While not dismissing the deleterious nature of de novo transposition, we postulate a new conceptual framework for the study of the TE-host genome interactions in mammals: mutually beneficial cooperativity on the grounds of increased genetic variability, and thus, consequently, increased phenotypic plasticity and adaptability [96], traits critical for fitness and survival – within a host species. This idea is concordant with a recent model of TE-driven speciation proposed by Jerzy Jurka et al. [97,98]. It seems that in mammals, this cooperative compromise is actively negotiated in the female germline as evidenced by massive upregulation of TEs during oogenesis. The TE contribution to the compromise is providing genetic novelty, which increases genetic diversity and variability essential for population and species stability over time. The species’ cost is allowing TEs to spread in their genomes. TEs provide a benefit to the species in the form of increased genetic diversity. To receive this benefit of increased genetic diversity, the species has to pay a fee to the TEs, which is incorporation of the TEs into germline and spreading in the species’ gene pool. While the host has developed molecular machinery to suppress TEs activity, under certain developmental and cellular circumstances, namely during the egg-to-embryo transition, the host genomes use TEs to increase their genetic diversity at the right place, the oocyte, and the right time, transition to embryonic activation.
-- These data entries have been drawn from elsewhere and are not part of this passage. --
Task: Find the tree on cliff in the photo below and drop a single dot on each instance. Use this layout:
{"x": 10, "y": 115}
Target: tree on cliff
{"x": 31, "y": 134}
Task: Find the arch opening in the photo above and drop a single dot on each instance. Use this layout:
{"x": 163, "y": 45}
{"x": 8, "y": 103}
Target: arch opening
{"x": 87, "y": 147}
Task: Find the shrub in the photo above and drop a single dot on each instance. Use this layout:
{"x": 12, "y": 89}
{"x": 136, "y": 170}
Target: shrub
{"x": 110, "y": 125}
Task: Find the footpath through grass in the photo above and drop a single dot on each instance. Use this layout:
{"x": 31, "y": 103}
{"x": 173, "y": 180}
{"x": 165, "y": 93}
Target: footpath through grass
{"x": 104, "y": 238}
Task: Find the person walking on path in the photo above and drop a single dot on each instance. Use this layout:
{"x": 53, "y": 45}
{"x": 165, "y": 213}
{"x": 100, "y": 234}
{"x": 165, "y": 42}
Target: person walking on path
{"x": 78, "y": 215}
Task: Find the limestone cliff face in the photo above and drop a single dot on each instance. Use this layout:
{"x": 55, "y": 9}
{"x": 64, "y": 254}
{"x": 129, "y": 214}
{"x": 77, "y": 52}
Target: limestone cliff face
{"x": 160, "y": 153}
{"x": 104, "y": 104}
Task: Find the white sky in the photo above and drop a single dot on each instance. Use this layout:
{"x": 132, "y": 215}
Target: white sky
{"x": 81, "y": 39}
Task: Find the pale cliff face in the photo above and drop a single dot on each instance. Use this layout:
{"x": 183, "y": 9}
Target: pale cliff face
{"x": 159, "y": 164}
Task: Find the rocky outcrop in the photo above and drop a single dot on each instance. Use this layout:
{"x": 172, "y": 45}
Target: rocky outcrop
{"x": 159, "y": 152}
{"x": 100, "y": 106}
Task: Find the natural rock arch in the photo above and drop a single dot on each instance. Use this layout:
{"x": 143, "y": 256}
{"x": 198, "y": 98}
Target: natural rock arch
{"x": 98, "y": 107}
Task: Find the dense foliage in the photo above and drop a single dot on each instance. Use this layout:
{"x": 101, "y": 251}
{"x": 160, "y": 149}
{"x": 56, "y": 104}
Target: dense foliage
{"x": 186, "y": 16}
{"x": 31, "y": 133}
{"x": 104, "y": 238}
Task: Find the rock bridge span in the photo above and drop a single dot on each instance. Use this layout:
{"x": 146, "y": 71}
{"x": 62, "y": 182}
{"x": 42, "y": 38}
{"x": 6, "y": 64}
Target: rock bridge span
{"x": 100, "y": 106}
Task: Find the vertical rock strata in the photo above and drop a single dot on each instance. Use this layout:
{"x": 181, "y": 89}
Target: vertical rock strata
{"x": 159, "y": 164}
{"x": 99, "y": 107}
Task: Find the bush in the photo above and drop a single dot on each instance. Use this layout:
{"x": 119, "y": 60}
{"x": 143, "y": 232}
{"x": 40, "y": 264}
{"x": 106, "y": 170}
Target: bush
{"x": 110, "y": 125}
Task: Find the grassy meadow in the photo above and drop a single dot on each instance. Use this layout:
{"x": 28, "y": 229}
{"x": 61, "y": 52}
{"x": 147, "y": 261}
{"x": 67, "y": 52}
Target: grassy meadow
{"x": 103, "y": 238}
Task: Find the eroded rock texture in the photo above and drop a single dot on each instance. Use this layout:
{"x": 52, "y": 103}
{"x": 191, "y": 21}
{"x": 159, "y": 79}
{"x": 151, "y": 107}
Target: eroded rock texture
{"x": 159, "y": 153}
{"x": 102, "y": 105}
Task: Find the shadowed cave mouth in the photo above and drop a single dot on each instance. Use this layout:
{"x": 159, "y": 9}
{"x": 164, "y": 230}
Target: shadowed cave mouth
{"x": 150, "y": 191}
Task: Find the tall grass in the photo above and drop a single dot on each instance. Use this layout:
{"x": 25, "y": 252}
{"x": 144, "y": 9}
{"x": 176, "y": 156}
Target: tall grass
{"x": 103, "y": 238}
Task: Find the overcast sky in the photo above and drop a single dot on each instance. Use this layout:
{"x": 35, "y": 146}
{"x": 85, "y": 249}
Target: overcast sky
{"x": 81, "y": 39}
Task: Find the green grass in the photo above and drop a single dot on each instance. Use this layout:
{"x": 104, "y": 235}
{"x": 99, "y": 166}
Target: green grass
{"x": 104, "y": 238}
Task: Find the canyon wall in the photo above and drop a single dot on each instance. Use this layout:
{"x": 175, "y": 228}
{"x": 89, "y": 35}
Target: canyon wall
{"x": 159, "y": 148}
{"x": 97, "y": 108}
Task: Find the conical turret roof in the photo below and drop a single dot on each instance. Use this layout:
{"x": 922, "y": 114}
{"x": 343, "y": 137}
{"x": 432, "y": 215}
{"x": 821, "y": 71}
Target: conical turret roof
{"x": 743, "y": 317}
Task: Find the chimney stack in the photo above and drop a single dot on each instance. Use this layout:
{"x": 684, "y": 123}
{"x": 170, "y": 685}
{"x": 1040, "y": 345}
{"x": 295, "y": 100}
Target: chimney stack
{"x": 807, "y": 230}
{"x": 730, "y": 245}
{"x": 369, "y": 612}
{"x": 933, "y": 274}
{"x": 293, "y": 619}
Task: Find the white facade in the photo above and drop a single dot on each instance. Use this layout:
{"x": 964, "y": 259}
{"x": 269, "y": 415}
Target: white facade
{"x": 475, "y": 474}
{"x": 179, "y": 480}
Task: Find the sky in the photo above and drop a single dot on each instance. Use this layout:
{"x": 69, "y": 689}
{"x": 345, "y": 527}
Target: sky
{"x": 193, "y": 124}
This situation resembles a symbiotic relationship rather than parasitism. Indeed, there is increasing evidence that TEs expression is not just tolerated, but in some cases, is essential for oocyte quality and embryo viability [2,56], and thus is important in regulation and maintenance of germline and early development. Therefore, we propose that TE-host interactions should be studied with a symbiosis paradigm in mind. Finally, the strong evidence for rapid diversification of species-specific TEs suggests that novel regulatory functions arising from TEs as promoters in oocytes are shaped by the pressures of gametic and compatibility selection, adjusting and fine-tuning the processes unique to a given mammalian species. This prompts speculation that TEs may potentially be involved in the processes of molecular diversification leading to reproductive isolation, and consequently, the processes of speciation.

Conclusion & Outlook

In summary, TEs may initiate synchronous, developmentally regulated expression of multiple conventional genes in mammals. Apart from introducing genomic variation by self-propagation, retrotransposons appear to have an important role in transcriptional regulation during the egg-to-embryo transition, reflected in their differential expression. Expression of specific TEs in mammalian oocytes and early embryos is quite robust, despite activity of well-established TE silencing pathways via DNA methylation, histone modification, and activity of KRAB-ZF suppressors. Nevertheless, differential regulation of TE transcription is a puzzle yet to be solved. It appears that TE activity may reflect the host interaction with the environment, and at least in some cases, certain TE loci may act as “environmental biosensors”. It is still unclear whether the TEs are the “drivers” or “passengers” of epigenetic genome restructuring occurring during oogenesis and early development in mammals. Indeed, in mice, for example, MuERV-L emerges as a “driver of pluripotency”, albeit the molecular mechanism is not understood. However, if we put aside the mechanistic details of precise molecular interactions, it seems that epigenetic regulation of TEs may act as a proximate mechanism by which evolutionary forces, and selection pressure, utilize TEs to increase the species’ “hidden reserve of variability” [96,99]. Thus, TEs, beyond being mutagens that reshuffle the genomes to increase genome size and variation, also act as fine tuners able to adjust gene expression levels and timing in early development, thereby allowing individual genomes, and by proxy whole species, to adapt to their environment.